In our study, we retrospectively analyzed the patients with thoracic and thoracolumbar spinal tuberculosis who were treated with one-stage posterior debridement, allograft bone graft using titanium mesh, posterior instrumentation, and fusion. We have preferred the allograft using titanium mesh in order to avoid additional autograft harvesting with potential complications. According to previous studies, titanium mesh provide better anterior column support and lower kyphosis angle loss rate.[11, 20, 21, 32, 35-37] Similarly, this study has also concluded that the correction of kyphosis was achieved with satisfactory postoperative cobb angle and acceptable loss of correction. The correction rate and kyphosis angle loss rate as other evaluation indicators for the posterior fixation effectiveness and the anterior bony fusion rate were also summarized. Luo et al. reported a 62.4% correction rate and a 5.5% loss rate of the kyphosis angle in 25 thoracic and thoracolumbar spinal tuberculosis patients who were treated with the posterior approach. Comparing with this study, similar results were concluded in our study. All patients in our study used titanium mesh with allograft to reconstruct the anterior bony defects. All patients achieved bone fusion, including twenty-eight patients with complete fusion (Grade I) and four patients with partial fusion (Grade II), as evaluated by the X-ray and CT images. Loss of correction was not significant in the patients with partial fusion. No graft fracture, infection, or resorption was observed.

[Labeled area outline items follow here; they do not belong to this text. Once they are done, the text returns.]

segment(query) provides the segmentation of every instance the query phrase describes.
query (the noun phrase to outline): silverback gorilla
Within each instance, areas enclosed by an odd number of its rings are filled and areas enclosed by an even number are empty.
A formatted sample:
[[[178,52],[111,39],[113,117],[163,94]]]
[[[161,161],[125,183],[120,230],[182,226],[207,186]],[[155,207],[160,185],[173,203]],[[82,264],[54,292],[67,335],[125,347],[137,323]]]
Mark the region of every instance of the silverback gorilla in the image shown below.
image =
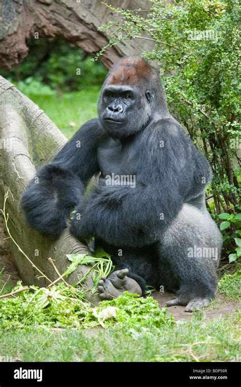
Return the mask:
[[[205,205],[210,168],[169,113],[158,73],[141,58],[121,59],[98,115],[30,183],[21,201],[27,222],[57,238],[77,206],[71,232],[80,241],[94,236],[115,265],[100,281],[101,298],[162,285],[177,294],[168,306],[207,306],[222,246]]]

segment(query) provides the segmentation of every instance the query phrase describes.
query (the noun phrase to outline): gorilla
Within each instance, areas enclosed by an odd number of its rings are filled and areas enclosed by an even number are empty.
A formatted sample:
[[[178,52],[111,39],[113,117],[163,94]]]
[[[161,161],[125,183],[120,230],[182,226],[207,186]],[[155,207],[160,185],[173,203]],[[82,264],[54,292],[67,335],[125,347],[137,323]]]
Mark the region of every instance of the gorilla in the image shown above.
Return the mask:
[[[99,282],[101,299],[150,285],[176,293],[168,306],[207,306],[222,247],[205,205],[210,168],[169,113],[158,73],[139,57],[122,59],[98,110],[31,182],[21,199],[27,222],[58,238],[76,206],[71,232],[94,237],[115,266]]]

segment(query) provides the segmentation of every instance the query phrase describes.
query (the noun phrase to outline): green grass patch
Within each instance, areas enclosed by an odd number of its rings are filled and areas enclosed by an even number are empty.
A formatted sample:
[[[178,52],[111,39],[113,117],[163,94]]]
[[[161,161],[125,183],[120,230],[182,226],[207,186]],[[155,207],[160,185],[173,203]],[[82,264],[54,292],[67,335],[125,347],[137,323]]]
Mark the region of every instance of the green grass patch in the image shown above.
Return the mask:
[[[233,274],[226,274],[219,282],[219,292],[229,299],[237,300],[240,295],[241,270]]]
[[[56,94],[37,95],[24,94],[39,105],[68,139],[86,121],[97,116],[99,87],[88,90]],[[71,126],[75,125],[75,126]]]
[[[233,361],[239,344],[236,313],[226,318],[206,320],[195,314],[173,327],[86,330],[26,327],[0,331],[0,355],[24,362]]]

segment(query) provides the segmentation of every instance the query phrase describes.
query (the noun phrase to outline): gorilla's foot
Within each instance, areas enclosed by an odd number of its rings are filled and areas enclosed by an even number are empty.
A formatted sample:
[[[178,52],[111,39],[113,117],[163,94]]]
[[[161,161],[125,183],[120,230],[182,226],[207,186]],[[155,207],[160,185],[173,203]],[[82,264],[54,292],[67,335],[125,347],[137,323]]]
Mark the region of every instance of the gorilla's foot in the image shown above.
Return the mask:
[[[185,312],[194,312],[200,310],[202,308],[206,308],[209,304],[209,299],[206,298],[196,297],[193,298],[189,302],[185,300],[182,297],[178,297],[170,301],[168,301],[167,306],[172,307],[174,305],[187,306]]]
[[[113,271],[107,278],[103,277],[99,282],[98,289],[100,298],[112,299],[126,291],[141,294],[141,289],[136,281],[127,277],[128,272],[128,269],[123,269]]]

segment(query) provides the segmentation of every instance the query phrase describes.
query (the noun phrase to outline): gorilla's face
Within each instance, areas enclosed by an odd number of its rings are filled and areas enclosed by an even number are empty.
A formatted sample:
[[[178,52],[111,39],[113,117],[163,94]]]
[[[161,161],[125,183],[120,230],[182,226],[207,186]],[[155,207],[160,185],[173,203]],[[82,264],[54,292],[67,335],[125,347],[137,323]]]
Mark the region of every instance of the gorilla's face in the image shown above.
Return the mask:
[[[99,105],[99,118],[108,134],[119,139],[140,130],[150,115],[148,91],[137,88],[109,85],[103,90]]]

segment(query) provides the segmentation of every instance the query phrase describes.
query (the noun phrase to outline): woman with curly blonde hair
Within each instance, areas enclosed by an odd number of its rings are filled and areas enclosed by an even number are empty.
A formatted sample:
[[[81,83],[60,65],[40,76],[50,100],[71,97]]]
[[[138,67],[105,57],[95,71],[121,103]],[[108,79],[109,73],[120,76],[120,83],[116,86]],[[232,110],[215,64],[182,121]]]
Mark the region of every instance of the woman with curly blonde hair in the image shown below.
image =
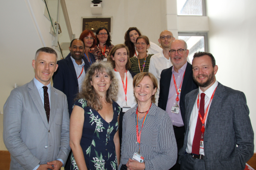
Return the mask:
[[[70,116],[71,169],[118,169],[118,85],[110,63],[96,62],[87,71]]]

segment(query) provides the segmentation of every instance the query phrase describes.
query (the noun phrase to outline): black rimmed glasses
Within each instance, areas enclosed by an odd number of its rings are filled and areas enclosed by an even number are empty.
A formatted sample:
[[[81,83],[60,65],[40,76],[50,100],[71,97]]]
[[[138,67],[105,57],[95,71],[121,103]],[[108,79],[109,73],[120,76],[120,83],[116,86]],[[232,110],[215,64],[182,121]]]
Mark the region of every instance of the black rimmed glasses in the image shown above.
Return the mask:
[[[93,38],[93,37],[85,37],[84,38],[86,40],[90,39],[90,40],[94,40],[94,38]]]
[[[172,38],[172,37],[173,37],[171,35],[167,35],[167,36],[165,36],[164,35],[163,35],[163,36],[160,37],[160,38],[161,39],[161,40],[164,40],[165,39],[165,38],[166,37],[167,40],[170,40]]]
[[[106,32],[105,32],[105,33],[99,33],[99,34],[98,34],[98,35],[101,35],[101,35],[108,35],[108,33],[107,33]]]
[[[169,52],[170,52],[170,54],[171,55],[175,54],[175,53],[176,53],[176,51],[178,52],[178,54],[182,54],[184,50],[184,50],[184,49],[179,49],[177,50],[169,50]]]

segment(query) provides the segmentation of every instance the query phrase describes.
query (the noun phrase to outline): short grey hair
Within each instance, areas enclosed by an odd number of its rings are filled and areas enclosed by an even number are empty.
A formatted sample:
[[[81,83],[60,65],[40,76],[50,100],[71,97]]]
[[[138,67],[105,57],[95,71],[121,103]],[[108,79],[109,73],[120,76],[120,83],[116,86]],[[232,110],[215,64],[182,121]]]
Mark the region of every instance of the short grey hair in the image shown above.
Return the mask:
[[[37,57],[39,55],[39,53],[40,52],[44,52],[45,53],[49,53],[49,54],[54,54],[56,56],[56,58],[58,60],[58,55],[57,55],[57,53],[55,51],[49,47],[43,47],[41,48],[38,49],[35,53],[35,60],[36,60]]]

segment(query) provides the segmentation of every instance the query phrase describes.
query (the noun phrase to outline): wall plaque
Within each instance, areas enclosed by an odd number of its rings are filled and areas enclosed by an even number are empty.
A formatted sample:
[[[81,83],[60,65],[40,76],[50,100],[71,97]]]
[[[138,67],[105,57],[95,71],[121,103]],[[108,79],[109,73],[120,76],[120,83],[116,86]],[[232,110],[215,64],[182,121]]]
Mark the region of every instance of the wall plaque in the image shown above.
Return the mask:
[[[111,30],[111,18],[84,18],[82,31],[85,29],[91,30],[93,32],[99,27],[106,27],[109,32]]]

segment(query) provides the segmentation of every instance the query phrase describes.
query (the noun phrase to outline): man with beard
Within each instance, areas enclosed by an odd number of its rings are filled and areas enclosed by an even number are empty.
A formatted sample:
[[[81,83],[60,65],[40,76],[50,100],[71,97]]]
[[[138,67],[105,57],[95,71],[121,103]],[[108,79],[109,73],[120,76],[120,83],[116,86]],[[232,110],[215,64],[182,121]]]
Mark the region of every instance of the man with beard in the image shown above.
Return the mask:
[[[244,170],[253,155],[245,96],[218,82],[218,68],[211,54],[194,55],[193,78],[199,88],[185,97],[181,170]]]
[[[161,74],[158,107],[171,117],[178,151],[184,142],[185,96],[198,86],[193,80],[192,66],[187,62],[189,50],[186,42],[181,40],[172,41],[169,55],[173,66]],[[180,170],[178,160],[178,155],[171,170]]]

The small sample size, the lack of a control group, and study in a single center are the limitations of the study. In conclusion, however, allograft bone using titanium mesh in the posterior-only surgical treatment of thoracic and thoracolumbar spinal tuberculosis achieved good bony fusion according to the radiological evaluation. The satisfactory fusion indicates that allograft bone using titanium mesh can be applied successfully in the spinal tuberculosis patients, especially in patients with osteoporosis and poor iliac bone quality.